Morphine is pharmacologically the most important alkaloid of opium. It is used primarily as an analgesic for severe pain.
The analgesic effect of morphine is primarily due to an interaction with the OP3(u)-receptor, one of three major classes of opioid receptors that can be distinguished in the central nervous system. The metabolite morphine-6-glucuronide also acts as an agonist on opioid-receptors and contributes significantly to the pharmacological effects of chronic morphine treatment. Doses of 0.1 mg/kg body-weight of morphine and higher are effective in various animal analgesic tests.
Morphine causes respiratory depression by diminishing the response of the respiratory centres to CO2. This effect is mediated by the action on OP3-receptors and can be antagonised by naloxone.
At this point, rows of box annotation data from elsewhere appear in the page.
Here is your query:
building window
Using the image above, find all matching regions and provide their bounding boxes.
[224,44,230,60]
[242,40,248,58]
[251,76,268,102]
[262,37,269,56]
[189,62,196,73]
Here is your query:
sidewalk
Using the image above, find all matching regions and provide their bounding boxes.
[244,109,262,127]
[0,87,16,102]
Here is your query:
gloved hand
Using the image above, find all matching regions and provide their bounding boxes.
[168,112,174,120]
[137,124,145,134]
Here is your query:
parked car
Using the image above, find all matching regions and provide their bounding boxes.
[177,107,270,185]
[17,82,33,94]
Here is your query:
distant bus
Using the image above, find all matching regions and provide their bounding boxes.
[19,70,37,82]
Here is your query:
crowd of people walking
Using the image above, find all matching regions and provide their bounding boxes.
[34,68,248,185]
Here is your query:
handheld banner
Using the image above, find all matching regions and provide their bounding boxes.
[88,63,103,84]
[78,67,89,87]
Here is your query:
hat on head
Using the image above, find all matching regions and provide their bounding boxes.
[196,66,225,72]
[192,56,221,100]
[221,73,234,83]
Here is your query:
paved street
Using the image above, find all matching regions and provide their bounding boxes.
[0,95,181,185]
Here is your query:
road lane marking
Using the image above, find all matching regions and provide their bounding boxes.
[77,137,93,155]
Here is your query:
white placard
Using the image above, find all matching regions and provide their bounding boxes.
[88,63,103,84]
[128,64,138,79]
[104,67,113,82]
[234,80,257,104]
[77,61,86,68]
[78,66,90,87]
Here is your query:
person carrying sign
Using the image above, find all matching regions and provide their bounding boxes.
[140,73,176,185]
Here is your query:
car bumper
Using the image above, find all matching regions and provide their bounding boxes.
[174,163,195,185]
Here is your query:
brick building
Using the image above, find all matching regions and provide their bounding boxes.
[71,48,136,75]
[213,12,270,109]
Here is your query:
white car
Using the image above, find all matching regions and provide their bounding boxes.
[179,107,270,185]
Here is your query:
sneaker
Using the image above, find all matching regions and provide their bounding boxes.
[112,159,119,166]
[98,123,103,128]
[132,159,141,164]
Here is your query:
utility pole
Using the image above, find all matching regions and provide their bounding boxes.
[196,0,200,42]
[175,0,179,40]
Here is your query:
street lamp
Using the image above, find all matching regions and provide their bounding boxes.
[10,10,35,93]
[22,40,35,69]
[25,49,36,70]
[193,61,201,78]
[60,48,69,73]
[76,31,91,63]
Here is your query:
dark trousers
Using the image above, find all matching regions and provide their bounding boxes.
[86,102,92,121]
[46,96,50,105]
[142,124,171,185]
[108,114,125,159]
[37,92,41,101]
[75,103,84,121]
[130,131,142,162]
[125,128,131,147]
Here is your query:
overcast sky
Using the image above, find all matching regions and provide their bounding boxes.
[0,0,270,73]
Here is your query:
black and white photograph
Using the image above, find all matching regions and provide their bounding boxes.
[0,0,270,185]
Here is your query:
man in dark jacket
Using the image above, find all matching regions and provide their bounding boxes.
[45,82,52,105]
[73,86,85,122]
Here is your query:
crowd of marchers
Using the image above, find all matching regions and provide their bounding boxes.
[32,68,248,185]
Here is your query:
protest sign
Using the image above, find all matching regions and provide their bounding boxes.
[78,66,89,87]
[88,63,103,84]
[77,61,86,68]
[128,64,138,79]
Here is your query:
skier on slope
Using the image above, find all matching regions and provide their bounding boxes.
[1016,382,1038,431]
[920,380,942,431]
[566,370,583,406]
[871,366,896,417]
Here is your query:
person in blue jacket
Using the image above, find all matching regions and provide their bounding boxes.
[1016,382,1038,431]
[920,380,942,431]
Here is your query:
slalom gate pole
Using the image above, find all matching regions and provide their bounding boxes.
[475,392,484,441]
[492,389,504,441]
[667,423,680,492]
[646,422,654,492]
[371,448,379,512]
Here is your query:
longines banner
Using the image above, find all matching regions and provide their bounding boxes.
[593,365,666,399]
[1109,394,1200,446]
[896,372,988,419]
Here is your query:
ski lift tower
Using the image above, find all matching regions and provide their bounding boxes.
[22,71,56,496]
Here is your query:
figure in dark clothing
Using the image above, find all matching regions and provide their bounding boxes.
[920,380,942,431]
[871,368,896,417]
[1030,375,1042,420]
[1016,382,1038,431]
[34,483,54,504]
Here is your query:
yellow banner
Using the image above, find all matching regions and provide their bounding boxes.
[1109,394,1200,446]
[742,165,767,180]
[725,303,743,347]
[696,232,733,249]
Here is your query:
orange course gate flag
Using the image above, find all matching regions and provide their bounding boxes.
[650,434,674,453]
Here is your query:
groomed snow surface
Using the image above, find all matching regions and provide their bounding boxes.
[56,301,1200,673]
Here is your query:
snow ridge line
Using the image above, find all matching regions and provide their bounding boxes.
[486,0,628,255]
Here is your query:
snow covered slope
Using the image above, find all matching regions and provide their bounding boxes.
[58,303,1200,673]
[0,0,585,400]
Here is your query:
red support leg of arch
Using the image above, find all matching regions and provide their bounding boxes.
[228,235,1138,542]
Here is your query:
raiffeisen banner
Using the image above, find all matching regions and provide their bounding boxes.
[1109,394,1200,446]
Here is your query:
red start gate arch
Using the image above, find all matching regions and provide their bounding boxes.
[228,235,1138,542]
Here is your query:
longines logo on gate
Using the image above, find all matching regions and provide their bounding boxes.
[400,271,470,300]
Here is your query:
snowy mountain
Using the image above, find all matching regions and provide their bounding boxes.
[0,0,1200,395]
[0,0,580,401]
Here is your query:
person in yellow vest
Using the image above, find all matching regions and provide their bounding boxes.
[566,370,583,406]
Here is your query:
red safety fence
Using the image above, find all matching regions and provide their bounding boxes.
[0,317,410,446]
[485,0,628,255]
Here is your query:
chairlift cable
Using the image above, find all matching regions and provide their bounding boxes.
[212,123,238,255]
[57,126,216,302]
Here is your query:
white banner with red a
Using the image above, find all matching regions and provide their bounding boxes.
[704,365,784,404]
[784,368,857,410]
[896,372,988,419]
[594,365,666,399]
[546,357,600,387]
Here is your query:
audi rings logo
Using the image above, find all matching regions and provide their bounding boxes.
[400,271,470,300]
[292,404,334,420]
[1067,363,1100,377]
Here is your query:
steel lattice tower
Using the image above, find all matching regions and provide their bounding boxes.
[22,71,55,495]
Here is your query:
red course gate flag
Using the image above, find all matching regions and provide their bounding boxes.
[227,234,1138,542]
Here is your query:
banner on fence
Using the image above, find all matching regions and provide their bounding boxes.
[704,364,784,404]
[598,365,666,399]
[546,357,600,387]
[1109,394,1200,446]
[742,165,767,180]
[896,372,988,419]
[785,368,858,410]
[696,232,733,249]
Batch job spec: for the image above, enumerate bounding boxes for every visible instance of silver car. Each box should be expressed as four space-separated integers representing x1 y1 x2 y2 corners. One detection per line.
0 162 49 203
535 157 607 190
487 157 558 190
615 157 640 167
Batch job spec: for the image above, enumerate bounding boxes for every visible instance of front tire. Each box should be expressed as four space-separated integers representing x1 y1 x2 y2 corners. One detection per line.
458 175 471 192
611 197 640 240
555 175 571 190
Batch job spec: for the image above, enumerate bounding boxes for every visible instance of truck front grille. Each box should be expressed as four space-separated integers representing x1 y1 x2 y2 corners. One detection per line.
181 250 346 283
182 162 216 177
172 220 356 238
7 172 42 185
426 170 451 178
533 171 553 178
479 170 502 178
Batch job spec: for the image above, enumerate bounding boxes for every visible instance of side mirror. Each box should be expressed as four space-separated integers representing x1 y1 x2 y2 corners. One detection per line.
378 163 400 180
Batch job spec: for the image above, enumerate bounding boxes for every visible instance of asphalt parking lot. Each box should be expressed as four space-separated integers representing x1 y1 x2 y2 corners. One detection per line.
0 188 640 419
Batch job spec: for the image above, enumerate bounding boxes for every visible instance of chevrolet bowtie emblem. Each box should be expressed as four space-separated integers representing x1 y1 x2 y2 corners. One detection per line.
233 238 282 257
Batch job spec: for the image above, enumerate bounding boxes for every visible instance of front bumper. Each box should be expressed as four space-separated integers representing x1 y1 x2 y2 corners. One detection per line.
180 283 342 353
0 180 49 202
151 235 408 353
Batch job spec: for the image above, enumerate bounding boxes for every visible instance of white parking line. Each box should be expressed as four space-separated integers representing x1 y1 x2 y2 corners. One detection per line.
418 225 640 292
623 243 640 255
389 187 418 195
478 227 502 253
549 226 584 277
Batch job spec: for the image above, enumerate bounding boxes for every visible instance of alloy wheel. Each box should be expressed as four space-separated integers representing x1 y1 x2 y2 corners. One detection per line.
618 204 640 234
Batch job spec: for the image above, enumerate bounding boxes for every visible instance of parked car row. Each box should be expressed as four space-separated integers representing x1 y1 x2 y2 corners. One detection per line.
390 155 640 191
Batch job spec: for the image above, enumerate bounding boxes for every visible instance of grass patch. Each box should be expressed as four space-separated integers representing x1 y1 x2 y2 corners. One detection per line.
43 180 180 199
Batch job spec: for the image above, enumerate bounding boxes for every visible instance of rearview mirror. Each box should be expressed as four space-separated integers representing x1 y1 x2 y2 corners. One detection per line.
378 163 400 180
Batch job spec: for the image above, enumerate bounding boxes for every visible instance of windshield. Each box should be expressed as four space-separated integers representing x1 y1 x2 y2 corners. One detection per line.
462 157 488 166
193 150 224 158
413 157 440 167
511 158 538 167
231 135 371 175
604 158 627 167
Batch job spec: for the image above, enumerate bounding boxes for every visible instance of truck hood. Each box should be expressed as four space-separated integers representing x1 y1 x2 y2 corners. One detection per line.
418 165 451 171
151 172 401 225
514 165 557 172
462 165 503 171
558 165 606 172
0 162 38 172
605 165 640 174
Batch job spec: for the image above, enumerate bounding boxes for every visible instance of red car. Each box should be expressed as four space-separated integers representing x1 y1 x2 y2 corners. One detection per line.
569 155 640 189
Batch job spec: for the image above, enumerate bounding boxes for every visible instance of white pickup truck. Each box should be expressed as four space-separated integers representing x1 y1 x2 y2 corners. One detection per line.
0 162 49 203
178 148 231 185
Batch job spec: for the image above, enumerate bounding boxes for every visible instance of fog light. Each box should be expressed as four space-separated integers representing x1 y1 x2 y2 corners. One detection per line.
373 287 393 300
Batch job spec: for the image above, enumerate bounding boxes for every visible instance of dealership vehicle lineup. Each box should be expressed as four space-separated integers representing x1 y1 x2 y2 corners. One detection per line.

Morphine stimulates the chemo-receptor trigger zone by action on dopamine- receptors and may cause nausea and vomiting.
Other effects: Morphine can induce euphoria and miosis. Hypotension may occur due to increased histamine release, especially in hypovolaemic patients.
Approximately 35 % of morphine is bound to plasma proteins. Morphine is rapidly metabolized. Approximately 50 % is converted to the major metabolite, the pharmacologically inactive morphine-3-glucuronide and 10-15 % is converted to the active morphine-6-glucuronide. Further metabolites include a diglucuronide, normorphine and its glucuronides. Approximately 60% of morphine is excreted in the urine in 24 hours, of which less than 10% of the dose is excreted as unchanged drug.
In male rats, reduced fertility and chromosomal damage in gametes have been reported.
water for injections,
Morphine sulfate is physically incompatible with aciclovir sodium, aminophylline, amobarbital sodium, cefepime hydrochloride, chlorothiazide sodium, floxacillin sodium, furosemide, gallium nitrate, heparin sodium, meperidine hydrochloride, meperidine sodium, methicillin sodium, minocycline hydrochloride, pentobarbital sodium, phenobarbital sodium, phenytoin sodium, sargramostim, sodium bicarbonate, thiopental sodium.
Physicochemical incompatibility (formation of precipitates) has been demonstrated between solutions of morphine sulfate and 5- fluorouracil.
Do not store above 25°C. Keep the ampoule in the outer carton.
1 ml colourless glass DIN ampoules, glass type I Ph Eur, packed in cardboard cartons and containing 10 x 1 ml ampoules.
For Single Dose Use Only. Discard any unused solution immediately and safely after initial use.